Glenda Joyce Kickett: “Without culture, you don’t have anything”

Dr Glenda Kickett is a Noongar woman in Perth who has a background in developing social work practices and policies that support Aboriginal people. Here she discusses Indigenous children and young people in detention, and the importance of maintaining a strong culture.

The high rates of Indigenous young people in detention is a serious issue in Western Australia, how do we make change?

Glenda Joyce Kickett, a Noongar woman from Perth standing in front of a red wall
Glenda Joyce Kicket © Amnesty International

To keep young Indigenous people out of detention centres, we need more support for families – a holistic service to the families.

If a young person gets into trouble, there must be early-intervention programs they can be referred to that support them, before they actually end up in a detention centre.
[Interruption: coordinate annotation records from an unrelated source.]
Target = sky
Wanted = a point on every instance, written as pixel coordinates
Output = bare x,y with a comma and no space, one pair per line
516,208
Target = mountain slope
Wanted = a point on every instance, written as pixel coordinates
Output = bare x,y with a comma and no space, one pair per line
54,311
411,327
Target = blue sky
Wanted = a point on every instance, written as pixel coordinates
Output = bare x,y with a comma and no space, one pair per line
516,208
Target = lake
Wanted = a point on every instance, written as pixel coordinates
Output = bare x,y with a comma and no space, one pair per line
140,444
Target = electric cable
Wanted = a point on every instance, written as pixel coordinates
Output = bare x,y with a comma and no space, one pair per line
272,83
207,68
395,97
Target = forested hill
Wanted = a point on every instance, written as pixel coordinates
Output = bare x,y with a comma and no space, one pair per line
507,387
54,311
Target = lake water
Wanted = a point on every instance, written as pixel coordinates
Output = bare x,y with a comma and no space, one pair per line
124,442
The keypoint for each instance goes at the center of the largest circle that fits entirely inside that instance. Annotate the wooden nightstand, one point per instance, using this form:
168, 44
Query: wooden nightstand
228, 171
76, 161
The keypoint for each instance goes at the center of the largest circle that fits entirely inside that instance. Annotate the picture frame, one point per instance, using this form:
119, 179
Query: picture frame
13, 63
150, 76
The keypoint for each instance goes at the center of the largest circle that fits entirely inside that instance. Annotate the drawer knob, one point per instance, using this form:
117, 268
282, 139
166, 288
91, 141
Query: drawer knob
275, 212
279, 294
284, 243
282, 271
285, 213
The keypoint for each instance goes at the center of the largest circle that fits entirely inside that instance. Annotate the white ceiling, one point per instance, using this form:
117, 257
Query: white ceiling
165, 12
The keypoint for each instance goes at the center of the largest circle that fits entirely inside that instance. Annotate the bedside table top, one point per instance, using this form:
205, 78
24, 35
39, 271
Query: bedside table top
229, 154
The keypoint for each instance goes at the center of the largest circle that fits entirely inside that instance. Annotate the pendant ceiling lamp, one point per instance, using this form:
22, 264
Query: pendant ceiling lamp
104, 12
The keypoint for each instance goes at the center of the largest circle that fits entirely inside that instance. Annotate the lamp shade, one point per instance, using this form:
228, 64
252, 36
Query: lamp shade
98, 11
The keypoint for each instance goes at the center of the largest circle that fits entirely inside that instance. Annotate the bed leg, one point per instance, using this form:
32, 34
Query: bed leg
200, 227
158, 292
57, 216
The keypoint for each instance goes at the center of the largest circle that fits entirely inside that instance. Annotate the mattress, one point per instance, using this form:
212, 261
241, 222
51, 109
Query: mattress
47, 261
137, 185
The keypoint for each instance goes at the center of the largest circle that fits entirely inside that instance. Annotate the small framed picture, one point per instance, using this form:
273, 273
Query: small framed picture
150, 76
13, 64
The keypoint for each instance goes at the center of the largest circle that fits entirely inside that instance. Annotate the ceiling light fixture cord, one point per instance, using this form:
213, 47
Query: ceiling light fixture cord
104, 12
A lot of children end up in detention centres for little or no reasons, and that’s where the issue is.

Empowering Aboriginal organisations that help families is really important; I think the work has to come from those organisations working with our families from a cultural base.

Can you explain why culture is the key?

Well I believe, from my view as a Noongar person, and also from the work that I’ve done with Aboriginal kids in care, that culture is the base. It’s the glue that ties everything together.

“If you don’t have a strong sense of your culture – where you’re from, who your family is – you don’t have anything.”

Dr Glenda Kickett

You don’t have anything to build yourself on: your confidence, your self-esteem, your identity.

And when you don’t have that, you can lose your way. Not only in the system, but with your own personal and professional development.

The Power of Five – International Women’s Day 2016 video featuring Dr Glenda Kickett.

What do you see as an Amnesty supporters’ role in this issue?

It’s really important to get the message out there − to make it more visual and getting Aboriginal people to talk about the issues and the solutions. The message needs to get out that we can have a voice, and I think Amnesty supporting that is great.

I think we have the solutions here, in our own communities, our own people, our own families. And I really do believe that the work has to be done from that ground level, instead of top-down from government. I think that’s where the change is going to come.

What advice do you have for young people in Australia?

I would say to Australian young people − both Indigenous and non-Indigenous − to not be ashamed to have goals; to not be ashamed to have dreams.

I think it’s really important for them to get the message that they are important, just like anyone else. They can achieve their goals − just set them and work towards achieving them.